Continúa caminando, hipnotizada por el sonido y por los
extraños sonidos de cascabeles que se oyen al rozar el reloj.
La gente que pasea se gira extrañada y miran a Dione con el
ceño fruncido, suponen que lleva un disfraz, que se dirige a una representación
o que incluso es el vestuario de una película que están rodando en la ciudad;
pero lo que más llama la atención son esas “alas de plástico” que cuelgan
brillantes tras su espalda. Las niñas se acercan a ella e intentan preguntarle
que dónde se ha comprado esas alas de mentira que parecen tan reales, y lo más
gracioso es cuando las tocan: tienen la textura de un dulcísimo algodón de
azúcar. Suaves y definidas, Dione tiene unas de las mejores alas en Isis, sin
embargo, es lo suficientemente lista como para no usarlas ante humanos.
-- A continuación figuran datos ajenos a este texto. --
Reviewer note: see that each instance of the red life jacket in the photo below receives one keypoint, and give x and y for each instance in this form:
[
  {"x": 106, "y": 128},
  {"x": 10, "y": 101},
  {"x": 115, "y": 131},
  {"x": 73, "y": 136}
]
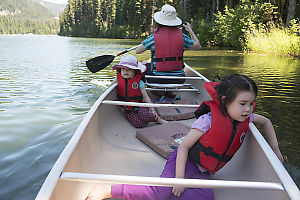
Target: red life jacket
[
  {"x": 168, "y": 43},
  {"x": 218, "y": 145},
  {"x": 129, "y": 89}
]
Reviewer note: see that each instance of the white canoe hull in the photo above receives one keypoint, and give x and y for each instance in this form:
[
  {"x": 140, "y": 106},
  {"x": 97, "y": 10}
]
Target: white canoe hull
[{"x": 105, "y": 143}]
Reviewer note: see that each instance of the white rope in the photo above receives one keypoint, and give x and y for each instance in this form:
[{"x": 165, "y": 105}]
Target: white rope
[{"x": 175, "y": 77}]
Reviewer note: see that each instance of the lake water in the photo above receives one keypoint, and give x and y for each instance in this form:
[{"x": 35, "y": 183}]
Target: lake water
[{"x": 46, "y": 90}]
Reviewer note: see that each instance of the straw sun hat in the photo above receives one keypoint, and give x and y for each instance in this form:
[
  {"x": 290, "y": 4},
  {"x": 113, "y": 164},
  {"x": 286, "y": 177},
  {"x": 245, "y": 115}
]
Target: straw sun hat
[
  {"x": 131, "y": 62},
  {"x": 167, "y": 16}
]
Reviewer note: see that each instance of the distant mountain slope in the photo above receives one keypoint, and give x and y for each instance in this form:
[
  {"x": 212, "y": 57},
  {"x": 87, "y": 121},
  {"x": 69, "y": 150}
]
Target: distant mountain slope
[
  {"x": 55, "y": 9},
  {"x": 26, "y": 16},
  {"x": 24, "y": 8}
]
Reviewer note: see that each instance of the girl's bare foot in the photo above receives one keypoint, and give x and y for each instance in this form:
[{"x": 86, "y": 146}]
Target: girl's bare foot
[
  {"x": 161, "y": 121},
  {"x": 99, "y": 192}
]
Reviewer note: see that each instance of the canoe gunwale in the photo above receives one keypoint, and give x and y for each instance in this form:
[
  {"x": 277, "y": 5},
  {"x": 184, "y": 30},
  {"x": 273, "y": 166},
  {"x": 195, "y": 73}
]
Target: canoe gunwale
[
  {"x": 287, "y": 182},
  {"x": 170, "y": 182}
]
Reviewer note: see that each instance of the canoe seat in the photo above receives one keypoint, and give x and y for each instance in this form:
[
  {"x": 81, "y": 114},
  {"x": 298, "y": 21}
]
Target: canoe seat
[
  {"x": 163, "y": 139},
  {"x": 171, "y": 87}
]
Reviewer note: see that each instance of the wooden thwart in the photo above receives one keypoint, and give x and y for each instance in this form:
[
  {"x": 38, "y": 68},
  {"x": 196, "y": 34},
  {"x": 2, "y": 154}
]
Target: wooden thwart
[
  {"x": 163, "y": 139},
  {"x": 123, "y": 103},
  {"x": 157, "y": 181}
]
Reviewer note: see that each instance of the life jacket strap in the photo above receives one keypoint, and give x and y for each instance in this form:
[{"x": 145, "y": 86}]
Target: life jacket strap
[{"x": 208, "y": 151}]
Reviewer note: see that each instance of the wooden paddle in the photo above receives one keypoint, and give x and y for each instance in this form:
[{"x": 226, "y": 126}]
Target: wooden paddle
[{"x": 100, "y": 62}]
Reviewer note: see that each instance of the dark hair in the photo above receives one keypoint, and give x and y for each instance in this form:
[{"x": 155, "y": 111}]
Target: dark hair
[{"x": 231, "y": 85}]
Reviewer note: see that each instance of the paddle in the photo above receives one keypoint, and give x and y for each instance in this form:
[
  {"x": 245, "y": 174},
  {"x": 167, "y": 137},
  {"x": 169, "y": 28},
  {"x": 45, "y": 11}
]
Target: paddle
[{"x": 100, "y": 62}]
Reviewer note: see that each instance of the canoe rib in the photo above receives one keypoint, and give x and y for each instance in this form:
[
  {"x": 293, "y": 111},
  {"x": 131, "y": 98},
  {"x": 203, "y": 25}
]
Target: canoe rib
[
  {"x": 157, "y": 181},
  {"x": 123, "y": 103}
]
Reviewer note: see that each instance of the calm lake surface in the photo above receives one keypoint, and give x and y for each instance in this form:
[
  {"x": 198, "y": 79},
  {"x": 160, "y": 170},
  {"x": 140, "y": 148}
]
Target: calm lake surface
[{"x": 46, "y": 90}]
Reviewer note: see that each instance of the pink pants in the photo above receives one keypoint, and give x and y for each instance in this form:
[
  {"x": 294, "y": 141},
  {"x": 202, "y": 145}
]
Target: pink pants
[
  {"x": 139, "y": 117},
  {"x": 143, "y": 192}
]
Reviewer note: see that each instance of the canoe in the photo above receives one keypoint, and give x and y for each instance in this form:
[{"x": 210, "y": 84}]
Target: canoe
[{"x": 105, "y": 149}]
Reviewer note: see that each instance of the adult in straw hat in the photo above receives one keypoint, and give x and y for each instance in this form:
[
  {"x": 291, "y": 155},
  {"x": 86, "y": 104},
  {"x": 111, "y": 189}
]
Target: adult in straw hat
[{"x": 166, "y": 45}]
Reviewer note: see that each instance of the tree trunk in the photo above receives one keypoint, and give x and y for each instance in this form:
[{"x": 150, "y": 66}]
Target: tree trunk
[
  {"x": 291, "y": 12},
  {"x": 153, "y": 8}
]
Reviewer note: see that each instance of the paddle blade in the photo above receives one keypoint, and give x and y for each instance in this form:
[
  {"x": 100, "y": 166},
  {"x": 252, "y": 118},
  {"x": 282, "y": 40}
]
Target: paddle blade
[{"x": 99, "y": 62}]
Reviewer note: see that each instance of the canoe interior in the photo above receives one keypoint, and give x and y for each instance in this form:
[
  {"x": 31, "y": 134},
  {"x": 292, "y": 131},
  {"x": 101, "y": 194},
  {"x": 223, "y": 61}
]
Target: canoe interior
[{"x": 108, "y": 145}]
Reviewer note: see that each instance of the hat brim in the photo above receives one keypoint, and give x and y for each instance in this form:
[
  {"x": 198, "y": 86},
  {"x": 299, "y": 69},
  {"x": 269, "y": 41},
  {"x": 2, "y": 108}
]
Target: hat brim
[
  {"x": 140, "y": 66},
  {"x": 158, "y": 17}
]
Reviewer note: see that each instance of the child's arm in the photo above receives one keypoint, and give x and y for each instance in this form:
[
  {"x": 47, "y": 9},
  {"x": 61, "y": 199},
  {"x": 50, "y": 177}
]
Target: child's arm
[
  {"x": 269, "y": 132},
  {"x": 182, "y": 155},
  {"x": 147, "y": 99}
]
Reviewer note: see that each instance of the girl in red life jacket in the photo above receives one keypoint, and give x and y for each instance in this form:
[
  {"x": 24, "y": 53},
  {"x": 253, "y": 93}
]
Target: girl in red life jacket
[
  {"x": 132, "y": 89},
  {"x": 233, "y": 99}
]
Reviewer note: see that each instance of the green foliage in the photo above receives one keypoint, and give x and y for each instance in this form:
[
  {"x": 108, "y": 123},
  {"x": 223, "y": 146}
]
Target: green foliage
[
  {"x": 232, "y": 25},
  {"x": 24, "y": 16},
  {"x": 275, "y": 41}
]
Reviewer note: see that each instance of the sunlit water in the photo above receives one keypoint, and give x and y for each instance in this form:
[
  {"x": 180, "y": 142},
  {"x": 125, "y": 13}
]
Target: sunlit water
[{"x": 46, "y": 90}]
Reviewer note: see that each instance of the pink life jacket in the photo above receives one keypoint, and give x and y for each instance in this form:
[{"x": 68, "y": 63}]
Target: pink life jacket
[
  {"x": 168, "y": 43},
  {"x": 129, "y": 89}
]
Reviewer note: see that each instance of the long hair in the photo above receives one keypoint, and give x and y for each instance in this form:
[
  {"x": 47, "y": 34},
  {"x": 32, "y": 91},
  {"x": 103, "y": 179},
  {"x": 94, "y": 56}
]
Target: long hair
[{"x": 230, "y": 86}]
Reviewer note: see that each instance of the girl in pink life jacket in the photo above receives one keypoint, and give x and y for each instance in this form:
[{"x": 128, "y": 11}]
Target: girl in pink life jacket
[
  {"x": 232, "y": 106},
  {"x": 166, "y": 45},
  {"x": 132, "y": 89}
]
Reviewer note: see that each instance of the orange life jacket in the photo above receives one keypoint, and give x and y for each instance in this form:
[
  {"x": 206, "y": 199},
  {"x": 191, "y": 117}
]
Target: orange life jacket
[
  {"x": 168, "y": 43},
  {"x": 218, "y": 145}
]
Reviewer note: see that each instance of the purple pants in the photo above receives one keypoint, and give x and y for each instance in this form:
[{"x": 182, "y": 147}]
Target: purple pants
[
  {"x": 139, "y": 117},
  {"x": 141, "y": 192}
]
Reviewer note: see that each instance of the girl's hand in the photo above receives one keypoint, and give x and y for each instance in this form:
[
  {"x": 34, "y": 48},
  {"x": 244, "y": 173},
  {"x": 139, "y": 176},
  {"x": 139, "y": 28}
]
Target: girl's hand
[
  {"x": 178, "y": 190},
  {"x": 278, "y": 154}
]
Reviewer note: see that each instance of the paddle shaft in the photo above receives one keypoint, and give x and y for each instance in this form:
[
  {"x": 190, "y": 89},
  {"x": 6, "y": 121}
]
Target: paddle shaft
[{"x": 127, "y": 50}]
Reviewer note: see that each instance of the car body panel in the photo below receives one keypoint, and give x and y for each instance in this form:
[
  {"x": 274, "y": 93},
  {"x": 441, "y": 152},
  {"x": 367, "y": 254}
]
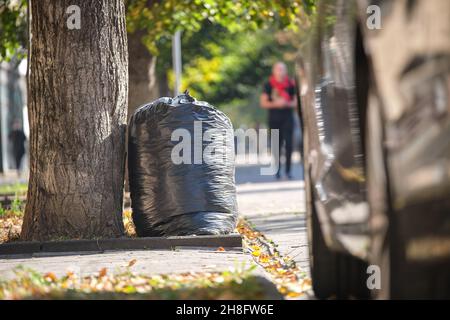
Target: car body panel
[
  {"x": 335, "y": 160},
  {"x": 409, "y": 58}
]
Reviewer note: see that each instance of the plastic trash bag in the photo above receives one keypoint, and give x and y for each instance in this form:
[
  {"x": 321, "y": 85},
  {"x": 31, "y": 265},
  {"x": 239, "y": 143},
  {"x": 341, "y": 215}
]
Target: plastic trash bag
[{"x": 176, "y": 189}]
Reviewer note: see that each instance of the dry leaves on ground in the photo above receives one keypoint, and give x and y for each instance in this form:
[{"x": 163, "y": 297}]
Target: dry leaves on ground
[
  {"x": 236, "y": 283},
  {"x": 289, "y": 279}
]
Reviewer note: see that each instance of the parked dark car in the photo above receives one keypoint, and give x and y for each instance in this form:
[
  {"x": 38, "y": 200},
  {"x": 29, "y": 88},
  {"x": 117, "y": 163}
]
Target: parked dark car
[{"x": 375, "y": 110}]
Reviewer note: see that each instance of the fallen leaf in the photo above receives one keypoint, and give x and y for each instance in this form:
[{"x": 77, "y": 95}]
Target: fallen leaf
[
  {"x": 50, "y": 276},
  {"x": 132, "y": 262},
  {"x": 102, "y": 272}
]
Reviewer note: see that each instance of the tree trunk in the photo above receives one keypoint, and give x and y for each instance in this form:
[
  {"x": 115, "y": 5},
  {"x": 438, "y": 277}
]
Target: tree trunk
[
  {"x": 78, "y": 88},
  {"x": 143, "y": 85}
]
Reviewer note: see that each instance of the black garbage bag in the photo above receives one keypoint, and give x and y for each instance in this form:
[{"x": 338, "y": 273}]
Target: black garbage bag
[{"x": 181, "y": 184}]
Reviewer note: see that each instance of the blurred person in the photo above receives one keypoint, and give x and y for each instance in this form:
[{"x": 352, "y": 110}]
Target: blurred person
[
  {"x": 17, "y": 138},
  {"x": 279, "y": 98}
]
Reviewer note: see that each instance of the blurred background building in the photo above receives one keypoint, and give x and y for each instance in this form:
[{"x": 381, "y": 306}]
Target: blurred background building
[{"x": 13, "y": 109}]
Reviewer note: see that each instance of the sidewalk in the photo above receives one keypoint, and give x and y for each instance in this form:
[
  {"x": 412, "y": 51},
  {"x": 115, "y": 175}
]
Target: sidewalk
[{"x": 275, "y": 208}]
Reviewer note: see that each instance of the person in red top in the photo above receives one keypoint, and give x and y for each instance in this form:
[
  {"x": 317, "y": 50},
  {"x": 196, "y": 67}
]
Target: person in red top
[{"x": 279, "y": 98}]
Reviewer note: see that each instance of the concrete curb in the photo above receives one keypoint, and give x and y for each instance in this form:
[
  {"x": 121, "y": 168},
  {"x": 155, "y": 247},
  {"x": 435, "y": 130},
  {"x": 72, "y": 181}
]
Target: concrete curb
[{"x": 226, "y": 241}]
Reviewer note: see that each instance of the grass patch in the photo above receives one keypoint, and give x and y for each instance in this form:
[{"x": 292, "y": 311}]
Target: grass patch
[{"x": 236, "y": 283}]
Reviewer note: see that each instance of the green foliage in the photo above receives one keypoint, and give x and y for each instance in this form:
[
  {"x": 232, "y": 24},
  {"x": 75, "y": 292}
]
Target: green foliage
[
  {"x": 162, "y": 18},
  {"x": 13, "y": 29},
  {"x": 228, "y": 69}
]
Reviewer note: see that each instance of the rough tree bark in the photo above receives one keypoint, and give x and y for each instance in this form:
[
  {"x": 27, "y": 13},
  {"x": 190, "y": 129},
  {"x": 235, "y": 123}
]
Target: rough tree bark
[{"x": 78, "y": 87}]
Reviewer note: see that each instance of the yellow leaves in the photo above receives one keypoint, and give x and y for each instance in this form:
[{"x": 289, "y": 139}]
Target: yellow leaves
[
  {"x": 102, "y": 272},
  {"x": 128, "y": 223},
  {"x": 50, "y": 276},
  {"x": 256, "y": 253},
  {"x": 189, "y": 285},
  {"x": 289, "y": 279},
  {"x": 132, "y": 263}
]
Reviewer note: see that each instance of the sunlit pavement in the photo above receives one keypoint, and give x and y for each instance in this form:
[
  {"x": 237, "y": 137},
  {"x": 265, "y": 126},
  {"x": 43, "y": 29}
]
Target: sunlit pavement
[{"x": 276, "y": 208}]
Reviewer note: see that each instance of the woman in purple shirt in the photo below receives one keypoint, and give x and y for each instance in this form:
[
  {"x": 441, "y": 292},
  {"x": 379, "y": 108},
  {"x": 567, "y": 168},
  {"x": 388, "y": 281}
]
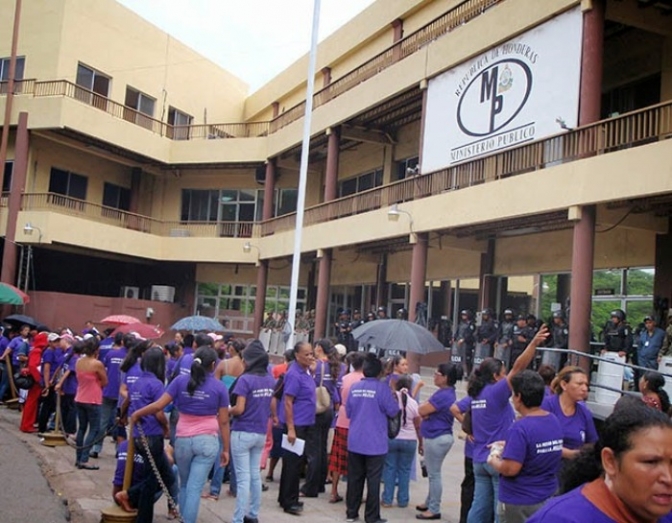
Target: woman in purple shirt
[
  {"x": 532, "y": 452},
  {"x": 253, "y": 390},
  {"x": 627, "y": 475},
  {"x": 491, "y": 416},
  {"x": 437, "y": 436},
  {"x": 143, "y": 394},
  {"x": 369, "y": 404},
  {"x": 203, "y": 404},
  {"x": 570, "y": 390}
]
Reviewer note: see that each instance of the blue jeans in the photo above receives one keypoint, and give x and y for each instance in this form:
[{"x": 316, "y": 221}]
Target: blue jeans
[
  {"x": 246, "y": 448},
  {"x": 194, "y": 457},
  {"x": 108, "y": 414},
  {"x": 88, "y": 416},
  {"x": 398, "y": 470},
  {"x": 435, "y": 452},
  {"x": 486, "y": 493}
]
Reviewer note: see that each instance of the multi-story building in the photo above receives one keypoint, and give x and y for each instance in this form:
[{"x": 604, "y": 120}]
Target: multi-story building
[{"x": 463, "y": 154}]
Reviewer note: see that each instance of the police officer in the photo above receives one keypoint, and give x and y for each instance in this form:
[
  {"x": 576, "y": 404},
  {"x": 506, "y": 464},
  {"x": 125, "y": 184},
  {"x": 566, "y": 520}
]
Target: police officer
[
  {"x": 486, "y": 336},
  {"x": 618, "y": 335},
  {"x": 521, "y": 337},
  {"x": 464, "y": 339}
]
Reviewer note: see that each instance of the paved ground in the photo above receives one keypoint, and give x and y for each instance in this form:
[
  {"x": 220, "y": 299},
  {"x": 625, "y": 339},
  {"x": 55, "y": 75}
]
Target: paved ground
[
  {"x": 87, "y": 492},
  {"x": 25, "y": 494}
]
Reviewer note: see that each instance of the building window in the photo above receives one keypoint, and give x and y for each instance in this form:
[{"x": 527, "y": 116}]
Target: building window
[
  {"x": 362, "y": 182},
  {"x": 407, "y": 167},
  {"x": 180, "y": 122},
  {"x": 199, "y": 205},
  {"x": 143, "y": 104},
  {"x": 18, "y": 73},
  {"x": 286, "y": 201},
  {"x": 116, "y": 197},
  {"x": 95, "y": 87},
  {"x": 7, "y": 177},
  {"x": 65, "y": 186},
  {"x": 234, "y": 305}
]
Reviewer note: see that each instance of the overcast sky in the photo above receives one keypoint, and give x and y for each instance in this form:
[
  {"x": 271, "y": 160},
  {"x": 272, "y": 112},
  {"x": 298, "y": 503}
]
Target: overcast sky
[{"x": 253, "y": 39}]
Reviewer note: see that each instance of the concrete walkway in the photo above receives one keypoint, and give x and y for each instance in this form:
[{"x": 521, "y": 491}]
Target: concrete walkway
[{"x": 87, "y": 492}]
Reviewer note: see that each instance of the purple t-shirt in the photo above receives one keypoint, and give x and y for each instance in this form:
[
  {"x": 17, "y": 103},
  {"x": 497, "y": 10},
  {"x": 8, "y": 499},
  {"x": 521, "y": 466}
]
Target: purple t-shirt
[
  {"x": 138, "y": 465},
  {"x": 491, "y": 417},
  {"x": 577, "y": 430},
  {"x": 207, "y": 399},
  {"x": 300, "y": 385},
  {"x": 463, "y": 406},
  {"x": 143, "y": 391},
  {"x": 574, "y": 507},
  {"x": 370, "y": 402},
  {"x": 70, "y": 384},
  {"x": 112, "y": 362},
  {"x": 439, "y": 422},
  {"x": 536, "y": 442},
  {"x": 258, "y": 392}
]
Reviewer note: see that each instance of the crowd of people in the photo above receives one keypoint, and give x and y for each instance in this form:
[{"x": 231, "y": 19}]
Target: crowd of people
[{"x": 205, "y": 406}]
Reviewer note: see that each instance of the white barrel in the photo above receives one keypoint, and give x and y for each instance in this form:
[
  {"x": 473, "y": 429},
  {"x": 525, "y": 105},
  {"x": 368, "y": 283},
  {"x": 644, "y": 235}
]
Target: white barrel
[
  {"x": 610, "y": 375},
  {"x": 665, "y": 366},
  {"x": 265, "y": 339}
]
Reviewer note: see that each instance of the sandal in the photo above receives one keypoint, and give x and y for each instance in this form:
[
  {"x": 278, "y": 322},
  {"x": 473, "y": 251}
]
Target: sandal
[{"x": 86, "y": 466}]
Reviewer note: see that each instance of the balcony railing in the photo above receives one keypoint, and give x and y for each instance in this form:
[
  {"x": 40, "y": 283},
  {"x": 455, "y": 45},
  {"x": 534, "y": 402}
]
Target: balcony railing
[
  {"x": 628, "y": 130},
  {"x": 456, "y": 17},
  {"x": 61, "y": 204}
]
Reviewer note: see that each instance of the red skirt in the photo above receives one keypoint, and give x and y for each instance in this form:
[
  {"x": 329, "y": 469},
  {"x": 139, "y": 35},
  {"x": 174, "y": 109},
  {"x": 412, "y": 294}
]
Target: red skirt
[{"x": 338, "y": 459}]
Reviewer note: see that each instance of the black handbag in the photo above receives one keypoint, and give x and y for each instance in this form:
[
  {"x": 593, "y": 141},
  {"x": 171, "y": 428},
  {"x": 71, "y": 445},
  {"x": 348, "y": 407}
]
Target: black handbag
[{"x": 23, "y": 379}]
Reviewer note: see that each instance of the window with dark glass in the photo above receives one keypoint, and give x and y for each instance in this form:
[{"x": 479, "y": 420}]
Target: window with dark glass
[
  {"x": 116, "y": 197},
  {"x": 18, "y": 73},
  {"x": 67, "y": 184}
]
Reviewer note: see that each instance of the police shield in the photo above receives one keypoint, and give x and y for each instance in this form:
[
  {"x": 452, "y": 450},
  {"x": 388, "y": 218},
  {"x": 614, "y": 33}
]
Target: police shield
[{"x": 483, "y": 350}]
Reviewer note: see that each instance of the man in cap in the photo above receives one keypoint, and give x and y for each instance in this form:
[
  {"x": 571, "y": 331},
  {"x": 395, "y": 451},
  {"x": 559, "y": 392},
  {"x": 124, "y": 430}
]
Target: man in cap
[
  {"x": 649, "y": 344},
  {"x": 618, "y": 335}
]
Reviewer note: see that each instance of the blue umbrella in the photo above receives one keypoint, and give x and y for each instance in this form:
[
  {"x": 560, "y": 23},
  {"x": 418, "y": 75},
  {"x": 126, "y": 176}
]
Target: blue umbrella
[
  {"x": 198, "y": 323},
  {"x": 397, "y": 335}
]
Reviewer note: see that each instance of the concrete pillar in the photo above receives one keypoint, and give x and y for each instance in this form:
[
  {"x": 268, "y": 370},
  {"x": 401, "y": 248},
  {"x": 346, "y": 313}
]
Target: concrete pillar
[
  {"x": 583, "y": 248},
  {"x": 136, "y": 180},
  {"x": 666, "y": 71},
  {"x": 260, "y": 297},
  {"x": 418, "y": 279},
  {"x": 322, "y": 305},
  {"x": 487, "y": 282},
  {"x": 19, "y": 173},
  {"x": 333, "y": 153},
  {"x": 662, "y": 282}
]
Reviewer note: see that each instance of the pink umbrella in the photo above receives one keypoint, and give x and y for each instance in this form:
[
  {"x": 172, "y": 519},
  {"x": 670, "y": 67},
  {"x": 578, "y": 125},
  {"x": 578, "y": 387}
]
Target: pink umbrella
[
  {"x": 144, "y": 330},
  {"x": 119, "y": 319}
]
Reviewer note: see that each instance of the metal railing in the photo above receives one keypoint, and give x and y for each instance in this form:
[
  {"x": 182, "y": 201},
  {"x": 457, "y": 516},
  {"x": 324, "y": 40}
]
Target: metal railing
[
  {"x": 61, "y": 204},
  {"x": 628, "y": 130}
]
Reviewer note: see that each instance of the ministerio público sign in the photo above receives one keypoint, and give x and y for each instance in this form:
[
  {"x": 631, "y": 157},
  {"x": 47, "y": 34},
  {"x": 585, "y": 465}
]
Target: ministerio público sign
[{"x": 512, "y": 94}]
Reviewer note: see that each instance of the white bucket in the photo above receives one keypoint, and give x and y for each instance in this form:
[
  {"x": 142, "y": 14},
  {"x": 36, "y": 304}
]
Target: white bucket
[
  {"x": 665, "y": 366},
  {"x": 610, "y": 375}
]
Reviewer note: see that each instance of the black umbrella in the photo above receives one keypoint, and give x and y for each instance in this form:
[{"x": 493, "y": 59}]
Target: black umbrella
[
  {"x": 20, "y": 319},
  {"x": 397, "y": 335}
]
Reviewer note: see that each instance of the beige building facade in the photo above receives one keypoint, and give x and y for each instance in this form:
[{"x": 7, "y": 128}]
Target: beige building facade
[{"x": 518, "y": 143}]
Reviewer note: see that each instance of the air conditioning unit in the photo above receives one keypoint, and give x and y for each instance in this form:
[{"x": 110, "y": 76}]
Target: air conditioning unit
[
  {"x": 163, "y": 293},
  {"x": 130, "y": 292}
]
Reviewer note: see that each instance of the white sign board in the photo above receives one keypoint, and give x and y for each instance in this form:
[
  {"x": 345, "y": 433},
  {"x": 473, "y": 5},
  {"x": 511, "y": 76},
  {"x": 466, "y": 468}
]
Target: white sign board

Todavía sigue sin saber hacia dónde va. No tiene destino, ni
ayuda. Ni siquiera sabe dónde está, así que por fin se acerca a una mujer
bajita y delgada y le pregunta.
-
Buenos días – dice Dione.
-
Buenas... – dice la señora sin cortarse un pelo en
mirarla de arriba abajo.
-
Me gustaría saber dónde estoy – le dice.
-
¿Que dónde estás...? – se queda callada pensando que se
trata de una broma, y al ver que la chica de extraños ropajes la mira con una
sonrisa, le contesta -. Estamos en Londres, querida.
-
Londres – susurra la princesa. Jamás había oído hablar
de tal lugar.
-
Y ahora si me permites, tengo prisa – dice la señora. Se
ajusta la coleta y se va a zancadas.
Dione sigue caminando y entonces ve a una chica sola, en un
banco apartado de las demás. Se compadece y piensa que está triste, va hacia
ella y se sienta a su lado.
-
Hola – dice.
-
Hola... – la responde Natalia mirándola disimuladamente
sus alas de algodón - ¿Puedo ayudarte en algo?
-
No... es que... bueno... sí. – Dione se da cuenta de
que ya es hora de que le cuente a alguien lo que la pasa y cuál es su
situación. ¿La creerá? Todo depende de la buena dosis que la hayan dado de
pequeña de cuentos de hadas, porque está a punto de vivir uno... o casi.